Ainsi, estime le CDJM, pas plus que l’urgence ne saurait prévaloir sur la vérification des faits, la brièveté d’un format ne saurait justifier d’une réponse simpliste donnée à une question complexe. Le CDJM estime donc que le grief d’absence d’informations essentielles est fondé.
➔ Par ailleurs, le CDJM remarque que, si l’émission « Vrai ou faux » présente l’un des experts – M. Cyril Gambari – comme « docteur en microbiologie, enseignant en lycée agricole » sur un bandeau incrusté à l’écran au moment où celui-ci s’exprime, elle omet d’indiquer que ce dernier est un militant actif notoirement opposé (sur les réseaux sociaux et dans les médias) à l’agriculture biodynamique et à l’anthroposophie. Ce faisant, l’émission « Vrai ou faux » de Franceinfo ne permet pas aux téléspectateurs de saisir que l’expertise de cet intervenant, amené à commenter différents aspects de l’agriculture biodynamique, intervient non sous l’étiquette d’un observateur neutre, extérieur au débat, mais sous celle d’un contradicteur engagé et critique.
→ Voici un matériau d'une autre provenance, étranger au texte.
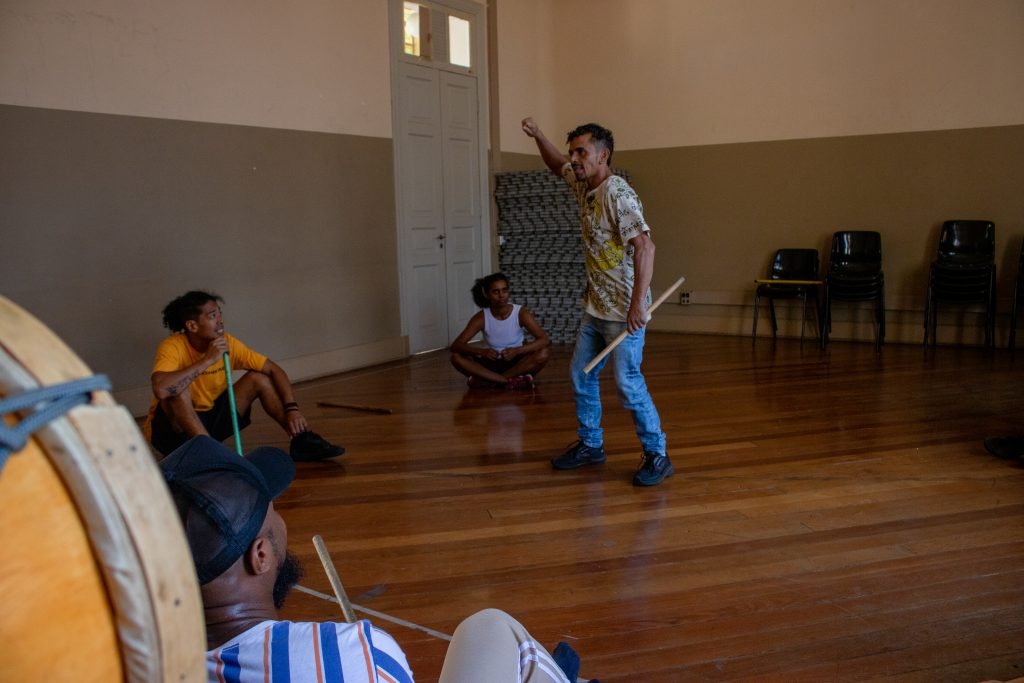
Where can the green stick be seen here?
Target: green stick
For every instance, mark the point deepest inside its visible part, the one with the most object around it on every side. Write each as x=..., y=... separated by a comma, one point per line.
x=230, y=399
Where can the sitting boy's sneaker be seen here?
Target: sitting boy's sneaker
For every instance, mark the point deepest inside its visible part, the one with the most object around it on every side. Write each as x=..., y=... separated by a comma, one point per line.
x=653, y=468
x=579, y=455
x=1005, y=446
x=520, y=382
x=310, y=445
x=474, y=382
x=567, y=660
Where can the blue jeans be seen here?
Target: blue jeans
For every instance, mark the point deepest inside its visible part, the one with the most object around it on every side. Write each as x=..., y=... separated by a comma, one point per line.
x=595, y=334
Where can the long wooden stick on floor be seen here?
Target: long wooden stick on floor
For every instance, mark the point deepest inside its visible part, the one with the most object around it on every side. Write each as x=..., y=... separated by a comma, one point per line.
x=230, y=400
x=619, y=340
x=354, y=407
x=332, y=575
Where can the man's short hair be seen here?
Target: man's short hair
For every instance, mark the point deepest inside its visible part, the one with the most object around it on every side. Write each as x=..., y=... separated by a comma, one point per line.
x=223, y=498
x=186, y=307
x=598, y=133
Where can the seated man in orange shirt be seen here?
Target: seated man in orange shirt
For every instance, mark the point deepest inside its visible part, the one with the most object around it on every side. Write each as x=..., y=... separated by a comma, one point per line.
x=189, y=384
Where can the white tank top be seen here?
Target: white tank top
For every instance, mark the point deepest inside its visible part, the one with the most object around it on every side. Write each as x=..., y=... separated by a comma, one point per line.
x=500, y=335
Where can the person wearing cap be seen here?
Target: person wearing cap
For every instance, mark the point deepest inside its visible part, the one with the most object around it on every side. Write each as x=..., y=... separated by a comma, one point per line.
x=239, y=544
x=189, y=385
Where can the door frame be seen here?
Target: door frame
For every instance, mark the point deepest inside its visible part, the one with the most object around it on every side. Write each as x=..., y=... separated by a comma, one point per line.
x=478, y=13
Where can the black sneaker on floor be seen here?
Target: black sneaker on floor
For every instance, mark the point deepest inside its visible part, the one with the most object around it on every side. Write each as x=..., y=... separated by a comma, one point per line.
x=579, y=455
x=310, y=445
x=1005, y=446
x=654, y=467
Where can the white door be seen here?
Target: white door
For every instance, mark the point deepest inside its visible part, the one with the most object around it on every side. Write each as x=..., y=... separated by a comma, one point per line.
x=421, y=207
x=440, y=185
x=463, y=218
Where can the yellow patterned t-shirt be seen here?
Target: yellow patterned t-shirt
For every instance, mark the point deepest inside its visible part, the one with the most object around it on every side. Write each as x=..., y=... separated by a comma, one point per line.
x=610, y=215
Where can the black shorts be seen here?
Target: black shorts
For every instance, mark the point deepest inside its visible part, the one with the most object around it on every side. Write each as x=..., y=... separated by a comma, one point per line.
x=217, y=422
x=497, y=365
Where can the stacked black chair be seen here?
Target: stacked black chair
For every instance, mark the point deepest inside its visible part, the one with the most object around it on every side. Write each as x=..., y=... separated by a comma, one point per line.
x=964, y=272
x=788, y=265
x=855, y=274
x=1018, y=299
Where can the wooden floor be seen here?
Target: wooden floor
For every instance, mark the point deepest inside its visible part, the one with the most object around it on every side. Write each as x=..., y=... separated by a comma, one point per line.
x=834, y=516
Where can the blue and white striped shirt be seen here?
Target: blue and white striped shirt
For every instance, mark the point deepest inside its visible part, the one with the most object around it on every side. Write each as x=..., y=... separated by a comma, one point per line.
x=309, y=652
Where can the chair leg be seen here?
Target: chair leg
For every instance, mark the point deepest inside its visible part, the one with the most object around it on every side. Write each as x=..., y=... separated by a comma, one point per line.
x=803, y=316
x=1013, y=319
x=928, y=313
x=757, y=308
x=882, y=318
x=825, y=323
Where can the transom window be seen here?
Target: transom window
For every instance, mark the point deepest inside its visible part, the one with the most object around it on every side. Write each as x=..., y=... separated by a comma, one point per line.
x=435, y=35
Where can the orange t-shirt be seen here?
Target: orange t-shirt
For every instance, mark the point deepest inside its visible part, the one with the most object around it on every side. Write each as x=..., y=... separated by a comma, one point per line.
x=175, y=353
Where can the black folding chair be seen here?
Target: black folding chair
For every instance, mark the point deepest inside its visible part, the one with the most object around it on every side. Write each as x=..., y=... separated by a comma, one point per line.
x=964, y=272
x=794, y=275
x=855, y=274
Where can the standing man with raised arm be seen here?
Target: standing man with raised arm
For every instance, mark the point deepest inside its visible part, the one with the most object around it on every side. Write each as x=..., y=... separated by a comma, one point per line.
x=620, y=259
x=189, y=385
Ces derniers ne peuvent apprécier ainsi en toute connaissance de cause la teneur des propos cités.
Il apparaît donc que M. Gambari aurait dû être présenté comme un militant anti-biodynamie et non comme un « expert » supposé impartial – ce qui n’aurait pas empêché pour autant l’émission « Vrai ou faux » de lui donner la parole. Le CDJM estime que l’obligation déontologique de ne pas omettre d’information essentielle a été enfreinte.
Sur l’absence d’offre de réplique
➔ Le CDJM constate que Mme Florence Cathiard, propriétaire du domaine viticole Château Smith Haut-Lafitte, qui fait l’objet de la séquence vidéo en cause, présente quelques exemples ponctuels de pratiques culturales en biodynamie. Cela constitue le contrepoint nécessaire au parti pris de l’émission sur les effets d’une méthode complexe. Le CDJM estime que l’obligation déontologique d’offre de réplique n’a pas été enfreinte.
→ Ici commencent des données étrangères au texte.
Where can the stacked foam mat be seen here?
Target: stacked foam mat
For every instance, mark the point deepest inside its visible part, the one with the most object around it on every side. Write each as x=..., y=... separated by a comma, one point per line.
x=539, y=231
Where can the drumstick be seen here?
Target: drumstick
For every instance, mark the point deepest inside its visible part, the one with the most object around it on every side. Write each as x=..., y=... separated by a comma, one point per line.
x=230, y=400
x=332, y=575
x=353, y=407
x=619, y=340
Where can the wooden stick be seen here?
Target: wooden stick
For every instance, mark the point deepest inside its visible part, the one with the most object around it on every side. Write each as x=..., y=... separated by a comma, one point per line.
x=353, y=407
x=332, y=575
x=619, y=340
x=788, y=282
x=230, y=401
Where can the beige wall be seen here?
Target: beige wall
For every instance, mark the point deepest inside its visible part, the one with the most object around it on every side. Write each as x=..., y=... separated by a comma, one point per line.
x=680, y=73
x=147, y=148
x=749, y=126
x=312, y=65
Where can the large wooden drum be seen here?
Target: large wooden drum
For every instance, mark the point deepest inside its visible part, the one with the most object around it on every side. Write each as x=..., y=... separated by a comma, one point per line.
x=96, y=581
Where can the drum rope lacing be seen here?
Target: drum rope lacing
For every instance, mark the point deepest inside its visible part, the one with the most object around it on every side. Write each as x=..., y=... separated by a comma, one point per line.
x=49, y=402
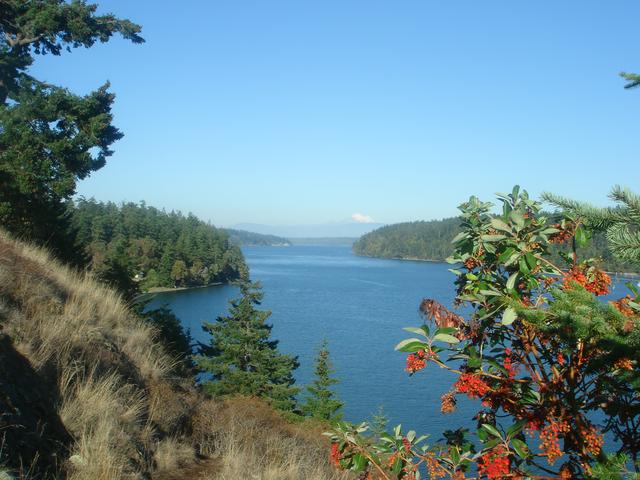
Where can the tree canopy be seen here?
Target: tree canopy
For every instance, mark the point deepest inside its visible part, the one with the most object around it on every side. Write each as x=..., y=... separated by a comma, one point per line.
x=321, y=402
x=50, y=137
x=242, y=359
x=132, y=245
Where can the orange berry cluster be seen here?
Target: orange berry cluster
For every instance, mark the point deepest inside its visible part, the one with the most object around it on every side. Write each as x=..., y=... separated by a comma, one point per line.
x=623, y=307
x=508, y=364
x=448, y=402
x=623, y=364
x=562, y=236
x=418, y=360
x=597, y=282
x=335, y=455
x=592, y=439
x=470, y=263
x=434, y=468
x=495, y=463
x=472, y=385
x=550, y=443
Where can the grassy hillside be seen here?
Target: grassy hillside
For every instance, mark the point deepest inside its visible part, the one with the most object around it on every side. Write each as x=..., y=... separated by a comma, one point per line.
x=86, y=392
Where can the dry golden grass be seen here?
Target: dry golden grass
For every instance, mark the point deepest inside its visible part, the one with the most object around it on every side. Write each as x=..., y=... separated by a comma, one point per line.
x=113, y=388
x=251, y=440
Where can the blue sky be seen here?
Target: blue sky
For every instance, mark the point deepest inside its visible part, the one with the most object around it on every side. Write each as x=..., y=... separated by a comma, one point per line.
x=300, y=112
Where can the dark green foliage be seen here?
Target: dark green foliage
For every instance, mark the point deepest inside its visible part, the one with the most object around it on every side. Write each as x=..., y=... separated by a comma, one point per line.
x=379, y=422
x=49, y=137
x=432, y=241
x=321, y=401
x=241, y=357
x=617, y=227
x=162, y=249
x=412, y=240
x=251, y=239
x=633, y=79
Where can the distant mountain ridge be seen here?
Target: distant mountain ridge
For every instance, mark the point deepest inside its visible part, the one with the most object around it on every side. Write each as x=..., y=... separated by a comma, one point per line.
x=327, y=230
x=431, y=240
x=243, y=238
x=423, y=240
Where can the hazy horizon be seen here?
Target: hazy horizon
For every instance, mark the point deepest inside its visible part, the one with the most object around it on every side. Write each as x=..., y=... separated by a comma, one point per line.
x=281, y=113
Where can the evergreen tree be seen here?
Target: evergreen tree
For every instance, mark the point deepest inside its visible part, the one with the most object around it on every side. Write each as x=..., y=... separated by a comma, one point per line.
x=241, y=357
x=379, y=422
x=50, y=137
x=321, y=401
x=621, y=224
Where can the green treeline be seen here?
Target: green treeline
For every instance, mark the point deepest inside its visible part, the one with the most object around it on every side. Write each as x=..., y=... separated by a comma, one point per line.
x=411, y=240
x=252, y=239
x=431, y=240
x=132, y=245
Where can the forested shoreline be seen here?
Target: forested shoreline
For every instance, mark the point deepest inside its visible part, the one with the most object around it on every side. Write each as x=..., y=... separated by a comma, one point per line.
x=431, y=241
x=134, y=245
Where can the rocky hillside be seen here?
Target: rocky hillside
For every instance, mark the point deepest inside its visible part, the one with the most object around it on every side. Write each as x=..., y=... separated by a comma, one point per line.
x=86, y=392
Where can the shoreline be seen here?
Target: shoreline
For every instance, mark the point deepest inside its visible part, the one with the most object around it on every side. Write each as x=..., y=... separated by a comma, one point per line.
x=629, y=275
x=155, y=290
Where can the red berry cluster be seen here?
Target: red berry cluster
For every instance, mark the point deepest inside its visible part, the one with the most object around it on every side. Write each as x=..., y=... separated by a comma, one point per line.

Sur la non-rectification d’une erreur
➔ Les inexactitudes supposées relatives à la théorie anthroposophique soulevées par le requérant n’ayant pas pu être établies par le CDJM – celui-ci considérant qu’il ne relève pas de sa compétence de trancher un débat scientifique au regard de son règlement intérieur –, la discussion sur le grief de non rectification d’erreurs concernant le débat scientifique ouvert par le requérant est sans objet. Le CDJM estime par contre que la présentation de M. Gambari et de Mme Chalker-Scott aurait dû être complétée, notamment dans les indications qui figurent sous la reprise de la vidéo sur le site de Franceinfo.
Conclusion
Le CDJM réuni le 11 juin 2024 en séance plénière estime que Franceinfo a enfreint l’obligation déontologique de ne pas omettre d’informations essentielles dans le traitement d’un sujet. En revanche, il estime que Franceinfo n’a pas enfreint les obligations déontologiques d’exactitude, d’offre de réplique et de non-rectification d’une erreur.
La saisine est déclarée partiellement fondée.
Cet avis a été adopté par consensus.